Sure He could have. But as far as I know He's allowed His laws of nature to have their way throughout recorded history, although records also indicate He has intervened on our behalf from time to time in a way that contradicts what we perceive to be those laws.
That is an interesting figure. Of course, to apply this to the Great Flood one would have to assume Mt. Everest was there to begin with.
Say it loud and say it often, and the same people that believe in homeopathy and astrology will drift over to your tent. If I don't have a case, than neither do astronomers and physicists, who also depend on induction about a tiny franction of the universe they can touch to make sweeping generalizations about the known universe and its history. That's not bad company to be in.
You mean there's no evidence that breeding fruit flies for generation after generation leads only to more fruit flies? What else has ever come from such breeding?
Fruit flies that play hard to get. *rimshot*
If speciation in multicellulars doesn't mean "can't breed together", than what does it mean. It this an new creationist micro-macro theory: all multicellulars are one species?
LOL!
So what else has come from breeding fruit flies besides fruit flies?
The point is, that if you actually observed that there is no fossil record, you wouldn't abandon the flood "theory". There is nothing that would make you do so. That's why it's not science.

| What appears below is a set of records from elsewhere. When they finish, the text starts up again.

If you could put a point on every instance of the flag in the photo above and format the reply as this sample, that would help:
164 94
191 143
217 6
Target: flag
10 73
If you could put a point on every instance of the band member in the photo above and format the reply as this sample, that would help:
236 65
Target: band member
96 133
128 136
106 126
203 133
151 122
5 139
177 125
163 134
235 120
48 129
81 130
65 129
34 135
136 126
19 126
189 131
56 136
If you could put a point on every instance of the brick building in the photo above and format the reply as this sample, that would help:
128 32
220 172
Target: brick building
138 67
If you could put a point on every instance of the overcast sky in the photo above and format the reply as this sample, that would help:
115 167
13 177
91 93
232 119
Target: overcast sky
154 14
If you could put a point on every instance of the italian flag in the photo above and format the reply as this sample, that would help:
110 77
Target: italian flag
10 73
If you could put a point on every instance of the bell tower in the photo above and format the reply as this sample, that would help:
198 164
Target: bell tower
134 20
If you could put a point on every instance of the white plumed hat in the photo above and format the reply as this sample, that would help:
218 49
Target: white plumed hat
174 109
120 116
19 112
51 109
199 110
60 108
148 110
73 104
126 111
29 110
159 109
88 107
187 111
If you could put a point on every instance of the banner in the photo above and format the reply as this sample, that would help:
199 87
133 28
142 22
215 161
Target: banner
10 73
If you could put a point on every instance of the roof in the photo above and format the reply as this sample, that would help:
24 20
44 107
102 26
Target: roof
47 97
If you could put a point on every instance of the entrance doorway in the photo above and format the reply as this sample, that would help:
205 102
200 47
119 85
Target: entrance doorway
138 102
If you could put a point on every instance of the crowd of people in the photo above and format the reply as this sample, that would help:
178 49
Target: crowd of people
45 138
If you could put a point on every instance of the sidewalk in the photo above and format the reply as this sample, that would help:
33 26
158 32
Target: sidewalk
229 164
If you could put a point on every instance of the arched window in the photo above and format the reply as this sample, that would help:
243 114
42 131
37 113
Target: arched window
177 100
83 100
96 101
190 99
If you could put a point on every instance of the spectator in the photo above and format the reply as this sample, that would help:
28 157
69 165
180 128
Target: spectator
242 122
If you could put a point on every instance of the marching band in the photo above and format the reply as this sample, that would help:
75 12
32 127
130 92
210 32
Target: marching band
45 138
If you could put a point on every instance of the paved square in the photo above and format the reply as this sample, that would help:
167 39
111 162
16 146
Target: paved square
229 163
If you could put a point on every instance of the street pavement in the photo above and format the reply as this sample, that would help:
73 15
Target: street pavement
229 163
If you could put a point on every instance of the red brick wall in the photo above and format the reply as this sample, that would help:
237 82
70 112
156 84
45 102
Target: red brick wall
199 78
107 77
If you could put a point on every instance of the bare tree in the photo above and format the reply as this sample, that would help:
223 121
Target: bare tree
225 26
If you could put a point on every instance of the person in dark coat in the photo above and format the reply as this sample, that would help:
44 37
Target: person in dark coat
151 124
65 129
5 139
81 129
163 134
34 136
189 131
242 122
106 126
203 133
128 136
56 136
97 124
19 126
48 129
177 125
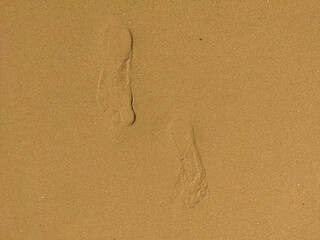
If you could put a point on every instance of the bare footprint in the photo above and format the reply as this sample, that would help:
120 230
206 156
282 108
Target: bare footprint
114 93
192 175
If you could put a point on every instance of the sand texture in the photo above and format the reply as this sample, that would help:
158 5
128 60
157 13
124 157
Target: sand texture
159 120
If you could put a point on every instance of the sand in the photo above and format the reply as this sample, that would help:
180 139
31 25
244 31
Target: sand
126 119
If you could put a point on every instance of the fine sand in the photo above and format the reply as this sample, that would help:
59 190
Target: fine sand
159 120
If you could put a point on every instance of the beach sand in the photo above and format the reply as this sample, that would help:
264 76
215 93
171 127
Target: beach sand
160 120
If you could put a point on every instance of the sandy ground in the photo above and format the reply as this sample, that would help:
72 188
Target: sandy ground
175 120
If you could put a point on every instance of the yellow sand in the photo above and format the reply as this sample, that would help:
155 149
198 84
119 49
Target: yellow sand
232 86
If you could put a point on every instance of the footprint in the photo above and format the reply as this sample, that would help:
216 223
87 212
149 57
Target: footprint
192 175
114 93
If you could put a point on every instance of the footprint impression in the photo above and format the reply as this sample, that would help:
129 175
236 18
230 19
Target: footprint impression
192 175
114 93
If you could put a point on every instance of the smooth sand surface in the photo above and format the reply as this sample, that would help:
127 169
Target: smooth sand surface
160 120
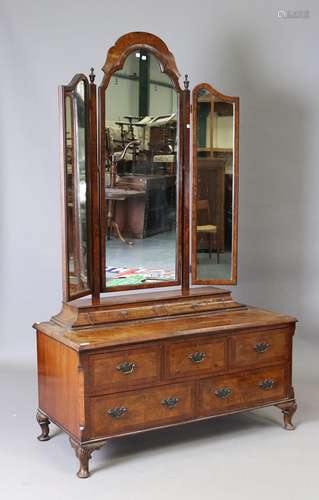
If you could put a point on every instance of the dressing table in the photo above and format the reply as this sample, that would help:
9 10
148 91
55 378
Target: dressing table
145 338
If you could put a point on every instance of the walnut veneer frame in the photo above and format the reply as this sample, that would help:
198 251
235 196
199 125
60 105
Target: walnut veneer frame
66 91
235 102
115 60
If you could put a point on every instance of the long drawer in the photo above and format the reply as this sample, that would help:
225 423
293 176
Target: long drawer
128 411
220 394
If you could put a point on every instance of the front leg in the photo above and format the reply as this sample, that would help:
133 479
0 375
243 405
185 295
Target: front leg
44 422
84 453
288 409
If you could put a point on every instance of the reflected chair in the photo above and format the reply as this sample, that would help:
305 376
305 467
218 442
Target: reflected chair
208 229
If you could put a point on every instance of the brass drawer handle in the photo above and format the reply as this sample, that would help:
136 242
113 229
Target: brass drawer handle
170 402
197 357
267 384
126 368
117 412
262 347
223 392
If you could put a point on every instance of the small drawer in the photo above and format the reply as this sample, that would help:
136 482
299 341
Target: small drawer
191 358
129 411
115 371
260 347
220 394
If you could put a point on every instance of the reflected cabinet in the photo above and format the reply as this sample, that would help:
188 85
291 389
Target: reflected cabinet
150 224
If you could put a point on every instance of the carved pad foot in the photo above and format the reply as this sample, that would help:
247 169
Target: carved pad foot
84 453
288 410
44 422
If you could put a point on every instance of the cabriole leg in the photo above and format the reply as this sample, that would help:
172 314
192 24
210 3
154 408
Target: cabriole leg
288 409
84 453
44 422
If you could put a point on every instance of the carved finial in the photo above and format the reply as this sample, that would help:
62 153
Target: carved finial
92 75
186 82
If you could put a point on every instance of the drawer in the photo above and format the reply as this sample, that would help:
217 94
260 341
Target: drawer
191 358
220 394
124 369
260 347
129 411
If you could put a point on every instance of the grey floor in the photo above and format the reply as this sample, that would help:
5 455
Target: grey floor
245 456
158 251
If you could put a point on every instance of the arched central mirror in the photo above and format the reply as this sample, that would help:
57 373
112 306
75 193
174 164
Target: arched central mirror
140 162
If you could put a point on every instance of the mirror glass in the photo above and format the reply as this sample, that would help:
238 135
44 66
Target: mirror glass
213 225
77 236
141 172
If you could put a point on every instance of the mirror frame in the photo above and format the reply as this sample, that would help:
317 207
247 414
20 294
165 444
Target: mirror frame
64 92
115 60
235 101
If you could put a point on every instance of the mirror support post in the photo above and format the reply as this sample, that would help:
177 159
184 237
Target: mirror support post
94 193
185 133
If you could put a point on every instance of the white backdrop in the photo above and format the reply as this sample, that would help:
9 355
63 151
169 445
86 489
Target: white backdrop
241 48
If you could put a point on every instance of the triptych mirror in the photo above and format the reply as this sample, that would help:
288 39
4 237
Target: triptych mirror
137 212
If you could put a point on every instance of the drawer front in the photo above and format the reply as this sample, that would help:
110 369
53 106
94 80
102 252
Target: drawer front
220 394
191 358
125 369
129 411
260 348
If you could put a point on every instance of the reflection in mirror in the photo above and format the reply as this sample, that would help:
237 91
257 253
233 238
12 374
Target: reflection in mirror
141 114
214 157
77 239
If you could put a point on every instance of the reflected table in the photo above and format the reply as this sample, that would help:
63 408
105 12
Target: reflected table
113 195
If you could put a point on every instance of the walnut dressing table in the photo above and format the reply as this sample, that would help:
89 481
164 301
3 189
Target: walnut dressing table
145 339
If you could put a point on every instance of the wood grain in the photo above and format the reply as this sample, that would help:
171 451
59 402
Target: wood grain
60 384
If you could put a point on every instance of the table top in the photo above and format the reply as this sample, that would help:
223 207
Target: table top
121 193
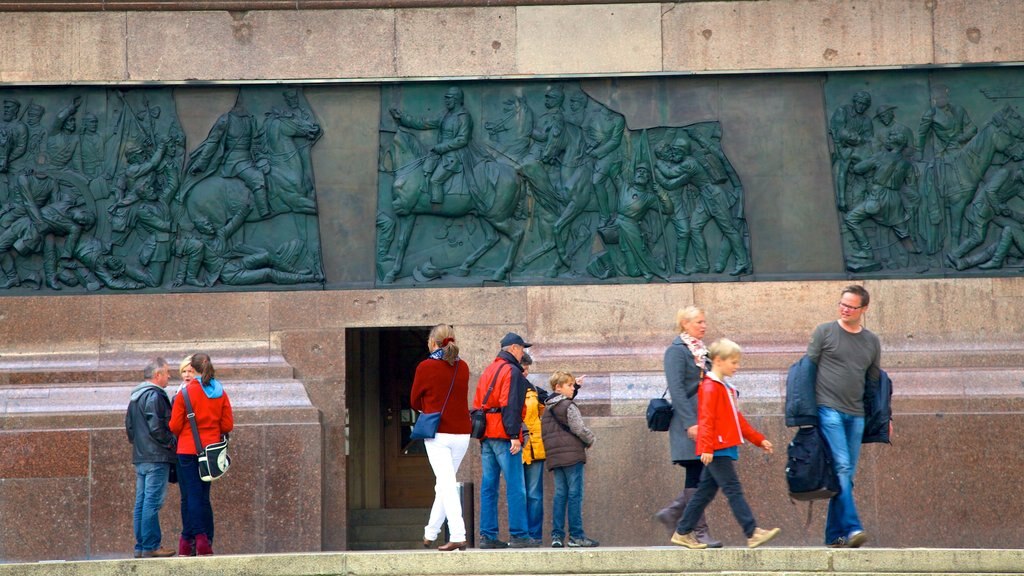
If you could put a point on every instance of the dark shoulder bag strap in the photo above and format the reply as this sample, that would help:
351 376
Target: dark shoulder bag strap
452 385
491 388
190 414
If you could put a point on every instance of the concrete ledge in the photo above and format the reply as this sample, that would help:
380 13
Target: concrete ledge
598 561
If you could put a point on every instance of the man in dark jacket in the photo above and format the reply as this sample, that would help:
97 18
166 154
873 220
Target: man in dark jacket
847 355
153 454
501 393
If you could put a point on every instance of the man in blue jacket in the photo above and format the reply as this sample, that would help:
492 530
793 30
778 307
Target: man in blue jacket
153 453
846 355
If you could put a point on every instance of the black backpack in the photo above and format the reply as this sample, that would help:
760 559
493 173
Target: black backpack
809 470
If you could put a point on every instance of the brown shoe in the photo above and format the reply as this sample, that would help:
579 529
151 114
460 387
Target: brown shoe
857 539
159 552
761 536
688 540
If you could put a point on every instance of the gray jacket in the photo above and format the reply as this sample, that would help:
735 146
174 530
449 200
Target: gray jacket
684 378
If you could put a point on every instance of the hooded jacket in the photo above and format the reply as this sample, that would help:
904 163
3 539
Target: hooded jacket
802 409
146 425
721 425
505 405
565 436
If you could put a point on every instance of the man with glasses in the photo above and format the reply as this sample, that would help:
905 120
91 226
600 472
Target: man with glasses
153 453
845 353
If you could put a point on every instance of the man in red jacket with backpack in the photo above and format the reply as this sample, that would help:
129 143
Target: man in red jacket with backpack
501 393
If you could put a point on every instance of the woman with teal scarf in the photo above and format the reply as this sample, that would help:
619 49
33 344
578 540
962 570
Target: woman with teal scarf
214 419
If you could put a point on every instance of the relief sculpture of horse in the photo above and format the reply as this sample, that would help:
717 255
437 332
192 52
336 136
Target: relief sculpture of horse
495 192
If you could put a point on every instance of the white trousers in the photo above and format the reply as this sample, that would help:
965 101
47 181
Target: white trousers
445 452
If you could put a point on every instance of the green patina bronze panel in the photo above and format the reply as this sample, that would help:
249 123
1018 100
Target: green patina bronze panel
744 177
97 191
927 168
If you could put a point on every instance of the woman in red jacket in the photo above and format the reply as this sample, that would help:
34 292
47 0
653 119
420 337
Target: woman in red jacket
441 384
214 419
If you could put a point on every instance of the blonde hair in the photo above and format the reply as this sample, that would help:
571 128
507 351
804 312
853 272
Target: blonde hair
686 315
724 348
443 332
184 364
560 377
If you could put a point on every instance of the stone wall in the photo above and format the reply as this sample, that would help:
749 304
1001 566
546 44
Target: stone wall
641 38
951 344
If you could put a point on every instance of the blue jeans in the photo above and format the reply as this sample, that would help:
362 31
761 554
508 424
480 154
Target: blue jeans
721 472
199 512
151 487
568 491
534 472
843 433
496 460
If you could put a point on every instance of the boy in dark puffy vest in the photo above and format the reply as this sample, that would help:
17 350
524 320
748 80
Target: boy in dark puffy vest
565 442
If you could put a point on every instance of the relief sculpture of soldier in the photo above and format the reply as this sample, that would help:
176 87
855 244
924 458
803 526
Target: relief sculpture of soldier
992 200
947 127
561 171
852 133
454 153
715 204
62 151
33 221
13 136
668 169
90 197
888 173
213 254
288 135
231 151
635 200
141 209
602 131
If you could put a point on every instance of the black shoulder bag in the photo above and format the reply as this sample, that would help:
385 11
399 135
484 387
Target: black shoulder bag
479 415
213 459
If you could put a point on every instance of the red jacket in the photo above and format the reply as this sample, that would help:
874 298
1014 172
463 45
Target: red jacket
213 417
433 377
506 404
719 422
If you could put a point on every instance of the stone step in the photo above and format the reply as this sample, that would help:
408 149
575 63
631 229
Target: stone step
386 529
387 517
253 361
604 561
777 356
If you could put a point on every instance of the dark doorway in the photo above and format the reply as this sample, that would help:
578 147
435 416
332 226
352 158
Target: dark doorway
386 469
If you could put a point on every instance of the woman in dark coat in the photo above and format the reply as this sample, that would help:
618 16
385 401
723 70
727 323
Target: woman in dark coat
685 363
441 384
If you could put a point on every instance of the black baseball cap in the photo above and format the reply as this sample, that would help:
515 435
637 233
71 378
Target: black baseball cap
513 338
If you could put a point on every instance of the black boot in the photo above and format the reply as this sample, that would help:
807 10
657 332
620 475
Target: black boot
700 528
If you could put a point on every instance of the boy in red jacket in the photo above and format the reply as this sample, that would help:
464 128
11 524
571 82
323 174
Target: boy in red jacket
721 428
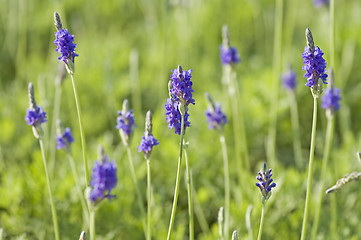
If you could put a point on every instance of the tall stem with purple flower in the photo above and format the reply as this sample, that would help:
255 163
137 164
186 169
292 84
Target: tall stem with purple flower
180 96
35 116
66 47
315 66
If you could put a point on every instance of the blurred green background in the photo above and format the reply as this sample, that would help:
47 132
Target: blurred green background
126 50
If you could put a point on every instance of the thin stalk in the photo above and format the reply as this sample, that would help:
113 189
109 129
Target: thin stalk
149 193
296 129
78 188
81 131
226 187
277 44
326 154
56 111
53 211
139 195
261 223
92 224
176 190
190 202
310 166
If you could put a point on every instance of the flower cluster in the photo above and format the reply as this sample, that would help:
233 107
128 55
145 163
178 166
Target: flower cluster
180 96
315 66
65 45
289 80
125 121
64 139
216 119
104 179
35 117
229 55
331 99
265 182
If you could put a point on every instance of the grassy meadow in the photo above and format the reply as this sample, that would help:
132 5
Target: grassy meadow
126 51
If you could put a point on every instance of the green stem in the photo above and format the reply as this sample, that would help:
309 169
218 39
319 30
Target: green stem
176 190
56 111
53 211
296 129
277 43
78 188
81 131
139 195
309 181
92 224
261 223
226 187
149 200
190 202
326 154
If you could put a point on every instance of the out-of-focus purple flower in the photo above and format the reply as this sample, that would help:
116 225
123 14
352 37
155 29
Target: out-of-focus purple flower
265 183
147 143
331 99
64 140
289 80
180 92
320 3
35 117
216 119
104 179
125 122
229 55
65 45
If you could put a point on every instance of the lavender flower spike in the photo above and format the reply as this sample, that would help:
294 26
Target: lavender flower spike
180 96
265 183
65 45
216 118
63 138
125 123
228 54
104 178
314 64
148 140
35 115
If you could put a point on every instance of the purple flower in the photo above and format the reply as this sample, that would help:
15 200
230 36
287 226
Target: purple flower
64 140
104 179
265 182
229 55
289 80
216 119
315 66
125 122
65 45
320 3
147 143
35 117
331 99
180 92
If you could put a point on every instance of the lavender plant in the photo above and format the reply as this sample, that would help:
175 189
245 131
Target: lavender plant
126 125
289 83
265 184
35 117
331 103
229 58
180 97
104 179
146 145
66 47
64 139
216 119
315 66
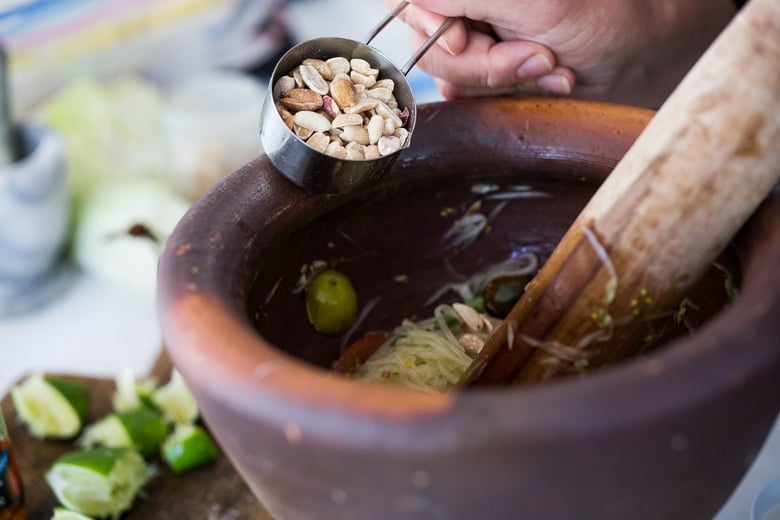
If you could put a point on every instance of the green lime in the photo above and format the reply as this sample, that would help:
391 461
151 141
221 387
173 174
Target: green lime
140 428
131 393
175 400
331 302
60 513
189 446
52 407
99 481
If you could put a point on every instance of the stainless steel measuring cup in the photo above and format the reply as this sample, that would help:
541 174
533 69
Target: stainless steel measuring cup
316 171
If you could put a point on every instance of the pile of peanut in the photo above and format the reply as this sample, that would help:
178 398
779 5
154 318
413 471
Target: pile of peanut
341 108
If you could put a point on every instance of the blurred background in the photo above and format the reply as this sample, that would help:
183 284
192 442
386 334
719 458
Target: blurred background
147 103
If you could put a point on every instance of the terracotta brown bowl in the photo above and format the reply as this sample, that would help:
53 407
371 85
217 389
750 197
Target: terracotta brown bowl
667 435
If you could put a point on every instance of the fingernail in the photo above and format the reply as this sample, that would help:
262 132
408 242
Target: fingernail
536 65
556 83
443 44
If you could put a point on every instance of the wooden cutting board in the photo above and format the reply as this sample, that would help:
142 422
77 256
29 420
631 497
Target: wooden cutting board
214 491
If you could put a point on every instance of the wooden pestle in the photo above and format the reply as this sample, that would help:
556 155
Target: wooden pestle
673 203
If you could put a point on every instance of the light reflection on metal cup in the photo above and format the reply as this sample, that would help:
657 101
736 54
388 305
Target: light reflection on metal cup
307 167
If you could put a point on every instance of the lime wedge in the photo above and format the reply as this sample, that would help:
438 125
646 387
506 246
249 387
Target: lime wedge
131 393
188 447
60 513
141 428
99 481
52 407
175 400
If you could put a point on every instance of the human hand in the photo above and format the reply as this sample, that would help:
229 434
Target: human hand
629 51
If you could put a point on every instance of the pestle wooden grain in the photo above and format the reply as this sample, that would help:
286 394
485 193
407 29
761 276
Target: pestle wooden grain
673 203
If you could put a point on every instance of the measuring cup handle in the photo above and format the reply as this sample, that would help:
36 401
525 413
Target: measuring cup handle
427 45
422 50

The point is, that if you actually observed that there is no fossil record, you wouldn't abandon the flood "theory". There is nothing that would make you do so. That's why it's not science.
I never knew that a requirement of science is that one must postulate some reason to abandon a theory before good reason occurs to do so.
And why did you ask me to propose evidence that would cause me to abandon a theory, all the while "knowing" I would not abandon it if the evidence were presented?
Yes, because my point about your idea was that it isn't science. That's the defining characteristic of a scientific idea, namely that there is some observation that would cause you to abandon that idea.
That fairly well sums it up for both sides of the coin.
Sure, but stating that a few fossils out of place would cause evolutionist's to abandon their theory is equally absurd, therefore it is equally "not science."
So....all fruit flies are really the same species...because they are called fruit flies by humans?
Are all things we call pets the same species? Are all things we call vermin the same species? Do you have a claim about what a species is--such that it can or can't speciate--here, or not? If so, what is it?
That fairly well sums it up for both sides of the coin.
No, it doesn't "sum it up" for both sides. What you just suggested, regarding the flood was that evidence you can't see would controvert the evidence of the geological column in the Grand Canyon. That is not an inductive argument. An inductive argument extrapolates behavior we can see in small subset of a statespace onto the entire statespace. Yours is an anti-induction but not atypical of the kinds of arguments creationists rely on. Darwinian theory might be wrong, and it's legs of reasoning might be knocked out from under it, as is the case with all scientific theories, but at least it stands up to be knocked down.
That is not correct. A few fossils out of place does not stand up against a few 100,000 in place. This isn't mathematics, and piles of rock cannot be expected to lay out like grids on graph paper. The compelling evidence lies in the weight of statistical preponderance. You don't see stellar astronomers abandoning the main story of the Hartzspring-Russell diagram because of the occasional star off the chart, do you? You don't see zoologists abandoning the taxonomic system when they discover playpuses, do you?
And...even if all this wwren't so, how can you stand there without turning beet red after presenting arguments for the flood, expecting they'd be responded to, and then pulling this kind of bait and switch? We've seen a lot of liars for God around here, but you're my first experience with contemptuously fatuous for God. Since no argument or evidence can change your mind, and since this is, by my lights, a place to argue, I am at a loss as to why this discussion should continue.